05.11.2025, 2923 Zeichen
Der Versorger Verbund hat in den ersten drei Quartalen stabile Umsatzerlöse von 5.876,7 Mio. Euro (+0,7 Prozent) erwirtschaftet. Aufgrund der gesunkenen Stromproduktion aus Wasserkraft und der negativen Effekte aus der Verlängerung der Gewinnabschöpfung in Österreich ist das Ergebnis unter dem Vorjahresniveau, so das Unternehmen. Das EBITDA fiel um 19,6 Prozent auf 2.111,1 Mio. Euro. Das Konzernergebnis verringerte sich um 12,6 Prozent auf 1.212,2 Mio. Euro, das um Einmaleffekte bereinigte Konzernergebnis lag mit 1.155,7 Mio. Euro um 22,2 Prozent unter dem Wert der Vergleichsperiode. Der Erzeugungskoeffizient der Laufwasserkraftwerke lag mit 0,79 um 28 Prozentpunkte unter dem Wert des Vorjahres (1,07) und um 21 Prozentpunkte unter dem langjährigen Durchschnitt. Die Erzeugung der Jahresspeicherkraftwerke sank in den Quartalen 1–3/2025 gegenüber der Vorjahresberichtsperiode um 4,1 Prozent. Der Erzeugungskoeffizient aus Wind & Photovoltaik lag in den Quartalen 1–3/2025 mit 0,81 um 19 Prozentpunkte unter dem Planwert und um 11 Prozentpunkte unter dem Wert des Vorjahres (0,92). Die Erzeugung aus Windkraft & Photovoltaik verringerte sich dadurch um 131 GWh auf 1.552 GWh. Ergebnisbelastend wirkten laut Verbund die Aufwendungen im Zusammenhang mit den Maßnahmen zur Gewinnabschöpfung, die in der aktuellen Berichtsperiode in Österreich 112,0 Mio. Euro betrugen.
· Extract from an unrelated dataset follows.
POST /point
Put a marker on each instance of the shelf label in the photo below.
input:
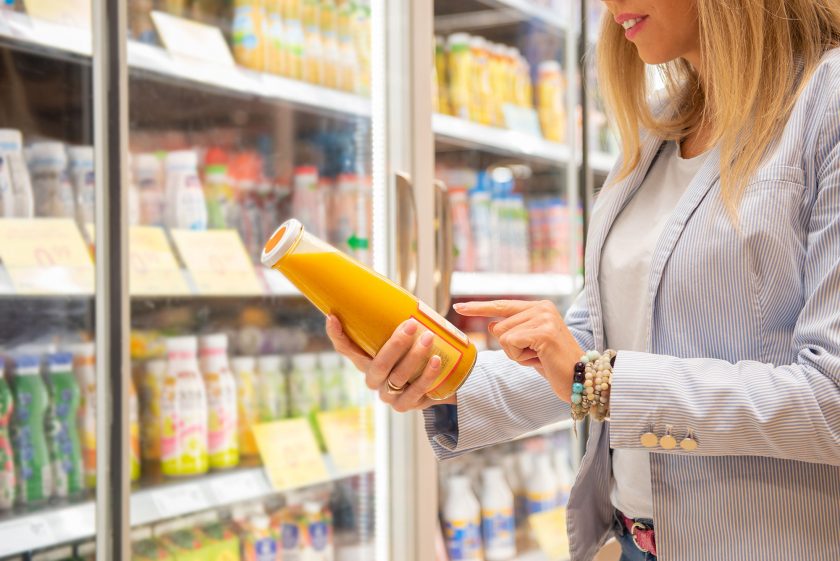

Der Ausblick auf das Gesamtjahr wird angepasst: Es wird ein EBITDA zwischen rund 2.750 Mio. und 2.900 Mio. Euro (davor: 2.750 Mio. Euro und 3.100 Mio. Euro) und ein berichtetes Konzernergebnis zwischen rund 1.500 Mio. Euro und 1.600 Mio. Euro (davor 1.450 Mio. Euro und 1.650 Mio. Euro) sowie ein bereinigtes Konzernergebnis zwischen 1.450 Mio. und 1.550 Mio. Euro (davor 1.430 Mio. und 1.630 Mio. Euro) erwartet.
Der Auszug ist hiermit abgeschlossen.